IAM WAKENED BYthe clutch of her hand like a vice on my wrist. ‘What?’ I demand, half asleep.
‘Get George.’
‘What?’ I say stupidly. ‘What?’
‘Get up, light the candles and get George, you damned fool,’ Anne says through her teeth, biting back a moan of pain.
I feel the sheets are wet beneath me; for a moment, in sleepy confusion, I think Agnes has poured milk into our bed in an instant revenge, but when I touch it, my fingers are black in the darkness.
I light a candle from the embers of the fire and throw back the sheets. Anne is lying in a spreading pool of red.
‘Get George!’
I don’t argue. I throw a robe around my shoulders and dive out through the connecting door to the king’s rooms, run barefoot through the gallery. Our door is unlocked. I cross our hall to our bedroom and shake George’s naked shoulder.
He rolls over at once. ‘Jane? What is it?’
With a jolt of horror, I see my hand has left a bloodstain on our sheets. George looks down at it. ‘That’s Anne’s blood,’ I tell him. ‘She’s losing the baby.’
In one swift movement, he is out of bed, pulling on his shirt, heaving up his breeches. I want him to hold me, but he fends me off.
‘Get the midwife,’ he says.
‘I don’t know where she lives!’
‘Then wake my mother,’ he says. ‘Just her. Don’t say a word to anyone else.’
‘Wait for me... you can’t go to Anne’s bedroom—’
But he has already lit a candle and gone through the door so quickly that the flame streams back and shows his handsome face like a mask of fear.
The Boleyn family rooms are beside ours. I tap on the bright new shield of the three black bulls and the blood red invertedV, and I go in. Beyond the hall is a presence chamber, the privy chamber,and the master bedroom. I tiptoe through the rooms, my bare feet shrinking from the strewing rushes. I tap on the bedroom door and hear the rumbling snore of my father-in-law.
No one hears my knock. I open the door and peer in.
My mother-in-law, the Countess of Wiltshire, is lying on her side, facing the door, her eyes closed. Beside her is the mound of my father-in-law, heaped with furs.
Gently, I touch her shoulder with my clean hand, my bloody fingers behind my back. ‘It’s Anne,’ I whisper. ‘She’s ill.’
She wakes at once and slips out of bed without disturbing her sleeping husband.
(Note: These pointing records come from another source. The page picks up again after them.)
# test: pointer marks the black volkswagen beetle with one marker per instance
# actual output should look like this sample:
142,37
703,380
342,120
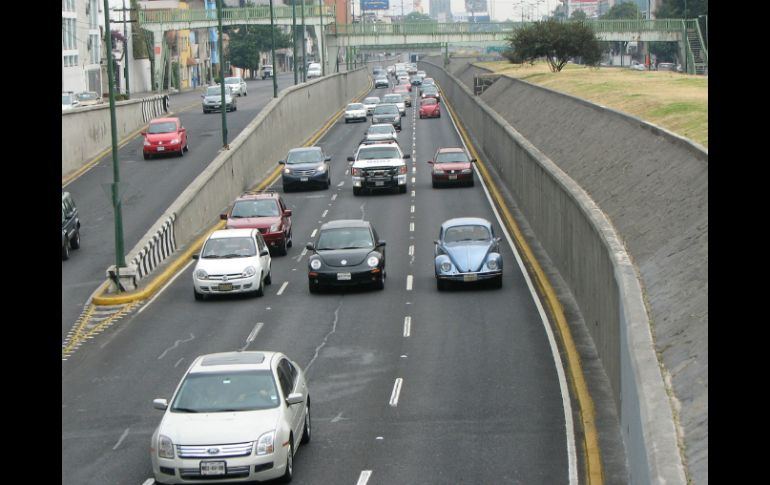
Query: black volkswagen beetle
346,253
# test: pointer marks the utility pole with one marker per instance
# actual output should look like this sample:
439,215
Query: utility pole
120,258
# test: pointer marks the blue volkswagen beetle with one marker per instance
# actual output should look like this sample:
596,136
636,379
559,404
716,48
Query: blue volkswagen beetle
467,251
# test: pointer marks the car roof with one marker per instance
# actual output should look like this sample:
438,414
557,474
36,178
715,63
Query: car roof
465,221
345,223
225,233
230,361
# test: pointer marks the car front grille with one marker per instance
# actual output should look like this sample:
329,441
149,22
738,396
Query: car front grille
232,472
225,451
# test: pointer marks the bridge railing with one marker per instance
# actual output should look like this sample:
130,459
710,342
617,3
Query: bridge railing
229,15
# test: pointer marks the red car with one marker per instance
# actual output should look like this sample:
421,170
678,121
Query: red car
265,211
429,108
451,166
165,135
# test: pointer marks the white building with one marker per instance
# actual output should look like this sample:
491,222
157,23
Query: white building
82,50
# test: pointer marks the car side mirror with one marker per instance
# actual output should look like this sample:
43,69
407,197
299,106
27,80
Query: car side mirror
295,398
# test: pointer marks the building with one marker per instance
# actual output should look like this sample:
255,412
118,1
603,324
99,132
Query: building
83,68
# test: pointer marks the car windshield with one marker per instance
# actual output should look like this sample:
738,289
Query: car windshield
386,109
466,233
451,157
255,208
304,156
164,127
219,392
229,247
375,153
381,130
345,238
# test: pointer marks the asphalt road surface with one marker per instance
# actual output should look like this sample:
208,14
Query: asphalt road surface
479,403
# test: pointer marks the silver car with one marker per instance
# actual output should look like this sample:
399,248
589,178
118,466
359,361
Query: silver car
237,85
235,416
212,99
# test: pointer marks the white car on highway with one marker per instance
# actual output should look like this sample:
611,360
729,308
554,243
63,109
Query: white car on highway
232,261
235,416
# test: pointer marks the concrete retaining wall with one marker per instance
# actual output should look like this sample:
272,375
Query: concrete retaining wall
85,132
286,122
590,255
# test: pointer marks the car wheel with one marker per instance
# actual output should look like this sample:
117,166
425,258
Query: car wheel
306,432
75,241
260,291
289,473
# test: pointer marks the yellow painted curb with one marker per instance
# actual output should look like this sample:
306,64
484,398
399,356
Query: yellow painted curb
594,470
184,257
Her robe is at the foot of her bed with her Turkey leather slippers.
‘The baby?’
‘I don’t know.’
I do know; but I dare not say. ‘George sent me to wake you and to fetch a midwife.’
‘My woman knows where she lives,’ she says. ‘Wake her and tell her to fetch Emily la Leche from her house in Duck Lane. Tell her that it’s you that’s sick, that I said to bring her to you in the queen’s rooms.’
I see that the Boleyns will give me a dead baby before I get a live one. Elizabeth Boleyn does not wait for me to agree but hurries out. One outflung hand points to the women servants’ door, and then she is gone. She does not take my candle; she goes down the shadowy gallery without a light, as if she can see in darkness like a cat.